Propelled by their arresting turn as Princess Diana in ‘The Crown’, Emma Corrin is on course to become Britain’s first big non-binary acting star. And while that’ll largely be as a result of portraying women on screen, the less commercially driven world of the stage is an opportunity to combine their mounting draw as an actor with work a little more explorative of gender.
‘Orlando’ is, in theory, the perfect vehicle. Virginia Woolf’s 1928 novel – in part a tribute to her convention-defying lover Vita Sackville-West – is an exuberant, accessible romp that follows the long life of Orlando, an immortal, gender-switching androgyne.
But this adaptation by Neil Bartlett and directed by Michael Grandage is a fluffed opportunity, a strange mix of fiddly overwroughtness and excessive brevity.
The bemulleted Corrin is great, and their initial entrance is a hoot: wearing a nightshirt and no pants, we see a cheeky flash of prosthetic willy as Orlando is introduced as a teenage Elizabethan boy.

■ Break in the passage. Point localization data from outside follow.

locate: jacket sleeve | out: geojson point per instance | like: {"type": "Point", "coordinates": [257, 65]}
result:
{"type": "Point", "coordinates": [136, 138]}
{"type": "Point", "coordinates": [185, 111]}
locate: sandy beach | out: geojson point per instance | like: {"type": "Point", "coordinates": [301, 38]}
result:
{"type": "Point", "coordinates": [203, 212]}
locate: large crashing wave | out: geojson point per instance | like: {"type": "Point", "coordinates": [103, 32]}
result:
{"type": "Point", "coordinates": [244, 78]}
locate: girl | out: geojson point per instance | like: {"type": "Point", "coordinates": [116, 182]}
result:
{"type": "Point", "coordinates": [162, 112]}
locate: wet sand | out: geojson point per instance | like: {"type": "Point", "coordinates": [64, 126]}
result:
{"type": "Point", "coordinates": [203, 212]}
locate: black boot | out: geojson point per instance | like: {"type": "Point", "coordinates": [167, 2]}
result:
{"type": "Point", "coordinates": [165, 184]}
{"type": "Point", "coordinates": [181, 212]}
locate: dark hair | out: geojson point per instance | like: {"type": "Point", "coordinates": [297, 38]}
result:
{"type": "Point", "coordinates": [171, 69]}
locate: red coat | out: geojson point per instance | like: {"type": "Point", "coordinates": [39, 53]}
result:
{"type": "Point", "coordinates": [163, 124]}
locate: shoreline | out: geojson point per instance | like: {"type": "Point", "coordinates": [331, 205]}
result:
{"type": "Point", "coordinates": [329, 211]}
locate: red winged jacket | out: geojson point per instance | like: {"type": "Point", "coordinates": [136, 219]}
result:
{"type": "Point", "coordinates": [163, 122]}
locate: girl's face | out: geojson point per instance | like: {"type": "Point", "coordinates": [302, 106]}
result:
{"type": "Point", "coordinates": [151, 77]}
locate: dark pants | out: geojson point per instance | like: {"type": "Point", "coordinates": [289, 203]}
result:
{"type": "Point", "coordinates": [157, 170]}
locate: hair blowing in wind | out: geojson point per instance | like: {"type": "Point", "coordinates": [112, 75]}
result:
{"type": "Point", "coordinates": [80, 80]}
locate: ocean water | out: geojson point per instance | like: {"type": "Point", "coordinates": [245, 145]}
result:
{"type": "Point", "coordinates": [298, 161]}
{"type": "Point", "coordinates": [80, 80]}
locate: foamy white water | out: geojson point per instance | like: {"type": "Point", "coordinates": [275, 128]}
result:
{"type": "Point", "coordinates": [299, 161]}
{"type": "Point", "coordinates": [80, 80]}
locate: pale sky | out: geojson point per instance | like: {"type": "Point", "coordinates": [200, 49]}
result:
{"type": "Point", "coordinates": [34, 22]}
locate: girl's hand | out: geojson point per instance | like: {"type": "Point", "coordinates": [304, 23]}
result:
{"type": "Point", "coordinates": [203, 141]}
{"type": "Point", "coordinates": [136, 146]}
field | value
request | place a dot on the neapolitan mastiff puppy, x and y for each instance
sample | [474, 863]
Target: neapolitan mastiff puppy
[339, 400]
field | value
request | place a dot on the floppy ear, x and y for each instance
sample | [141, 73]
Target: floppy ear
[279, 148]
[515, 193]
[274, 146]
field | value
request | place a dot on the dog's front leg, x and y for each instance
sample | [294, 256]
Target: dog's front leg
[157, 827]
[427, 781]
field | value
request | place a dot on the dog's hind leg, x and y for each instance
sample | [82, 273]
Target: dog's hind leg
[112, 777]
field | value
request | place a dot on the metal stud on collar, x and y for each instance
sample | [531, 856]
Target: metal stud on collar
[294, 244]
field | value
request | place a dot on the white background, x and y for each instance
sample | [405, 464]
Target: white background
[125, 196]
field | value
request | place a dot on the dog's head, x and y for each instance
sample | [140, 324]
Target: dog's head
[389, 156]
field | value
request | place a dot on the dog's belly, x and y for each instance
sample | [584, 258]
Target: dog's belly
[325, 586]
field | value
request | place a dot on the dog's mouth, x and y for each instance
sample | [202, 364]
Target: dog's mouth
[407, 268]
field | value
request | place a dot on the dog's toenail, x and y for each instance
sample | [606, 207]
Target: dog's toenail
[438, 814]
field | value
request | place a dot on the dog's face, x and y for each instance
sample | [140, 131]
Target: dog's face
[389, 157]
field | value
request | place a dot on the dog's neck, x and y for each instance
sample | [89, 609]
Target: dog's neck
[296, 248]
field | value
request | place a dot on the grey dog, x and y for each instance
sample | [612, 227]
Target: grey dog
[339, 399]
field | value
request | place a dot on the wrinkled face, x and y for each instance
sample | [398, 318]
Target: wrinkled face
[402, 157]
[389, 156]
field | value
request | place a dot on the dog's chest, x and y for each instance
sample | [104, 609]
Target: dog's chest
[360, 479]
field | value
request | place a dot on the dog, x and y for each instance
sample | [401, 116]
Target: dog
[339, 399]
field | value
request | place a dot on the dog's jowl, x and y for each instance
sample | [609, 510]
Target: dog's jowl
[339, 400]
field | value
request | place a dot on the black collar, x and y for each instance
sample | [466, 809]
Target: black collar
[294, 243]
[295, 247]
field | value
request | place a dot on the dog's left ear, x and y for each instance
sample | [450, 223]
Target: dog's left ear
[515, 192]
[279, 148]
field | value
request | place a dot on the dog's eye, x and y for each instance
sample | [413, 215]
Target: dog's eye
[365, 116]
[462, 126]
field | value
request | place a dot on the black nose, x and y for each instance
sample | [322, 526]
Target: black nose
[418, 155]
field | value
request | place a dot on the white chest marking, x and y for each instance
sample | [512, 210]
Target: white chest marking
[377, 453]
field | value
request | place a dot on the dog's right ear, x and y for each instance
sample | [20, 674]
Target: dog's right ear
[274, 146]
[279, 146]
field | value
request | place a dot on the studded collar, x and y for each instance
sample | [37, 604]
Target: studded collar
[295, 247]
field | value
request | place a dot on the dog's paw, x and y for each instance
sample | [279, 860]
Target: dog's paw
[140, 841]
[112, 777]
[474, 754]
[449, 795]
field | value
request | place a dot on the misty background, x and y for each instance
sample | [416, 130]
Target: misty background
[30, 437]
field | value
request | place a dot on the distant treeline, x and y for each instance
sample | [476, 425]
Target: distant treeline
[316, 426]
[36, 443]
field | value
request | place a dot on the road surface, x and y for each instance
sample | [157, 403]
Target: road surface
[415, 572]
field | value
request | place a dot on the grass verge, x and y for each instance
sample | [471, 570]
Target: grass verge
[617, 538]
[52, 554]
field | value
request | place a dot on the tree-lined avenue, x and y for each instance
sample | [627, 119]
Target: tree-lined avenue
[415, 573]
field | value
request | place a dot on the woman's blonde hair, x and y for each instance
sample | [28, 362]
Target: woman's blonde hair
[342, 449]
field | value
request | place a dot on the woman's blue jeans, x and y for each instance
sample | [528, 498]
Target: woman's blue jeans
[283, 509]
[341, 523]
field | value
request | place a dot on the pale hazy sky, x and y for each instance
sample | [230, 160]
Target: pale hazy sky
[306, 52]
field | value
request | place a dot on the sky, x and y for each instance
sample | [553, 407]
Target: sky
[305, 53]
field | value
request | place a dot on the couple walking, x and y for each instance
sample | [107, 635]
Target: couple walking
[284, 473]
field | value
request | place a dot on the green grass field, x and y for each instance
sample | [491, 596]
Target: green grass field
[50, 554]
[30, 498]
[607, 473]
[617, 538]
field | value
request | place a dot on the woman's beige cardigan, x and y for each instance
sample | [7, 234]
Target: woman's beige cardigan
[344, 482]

As the play progresses, Corrin shifts deftly from urchinish youngster to lovelorn young man to posh, poised woman with surprising subtlety. The odd dress aside, Orlando never really looks any different, they just feel different. Corrin deftly code-switches between masculinity and feminity on an almost subliminal level – it’s pure body language, gender as a literal performance.
Bartlett’s big invention is to have a sort of chorus of Virginia Woolfs on hand to narrate, commentate, and occasionally join in. It’s a striking act of whimsy to have most of the cast – including sole male member Oliver Wickham – in identical skirts, cardigans, glasses and wigs. And clearly ‘Orlando’ is a book that lends itself to a certain formal silliness. But really that base is covered by Deborah Findlay’s entertaining realisation of pre-existing character Mrs Grimsditch, Orlando’s pathologically down-to-earth housekeeper. She doesn’t so much as raise an eyebrow at any aspect of her master-slash-mistress’s centuries-long life (she too seems to be incidentally immortal), and Bartlett has given her several mischievous allusions to contemporary gender politics that puncture any sense this might get too worthy.
But stuffing all the extra stuff plus the actual plot of the novel into 90 minutes means Woolf’s text is boiled down to a glancing greatest-hits package. Orlando’s relationship with Elizabeth I is basically reduced to a monologue; we get Woolf’s famously virtuoso description of the frozen London of 1608 quoted word for word, but young Orlando’s relationship with Millicent Wong’s Sasha is too fleeting to leave much impression on us, despite its big impact on the young man. I think Bartlett and Grandage do convey a sense of the mischief in Woolf’s book, but frequently they’ve done so at the expense of the actual story, and it seems daft that both can’t be accommodated.
I was also extremely not down with the way the Woolf chorus end up musing sadly about the author’s suicide. It just seemed crass and gratuitous: ‘Orlando’ famously ends ebulliently unresolved, on the date the book was first published. Yes, Woolf died, some years later, but I’d question how relevant this is to ‘Orlando’.
But let’s not get distracted by a questionable decision late on. There are lots of good things about this ‘Orlando’, but it’s just too brief, to not enough end. It’s fun, but it’s not doing full justice to either Virginia Woolf’s book or Emma Corrin’s performance – an extra half an hour could have made a real difference.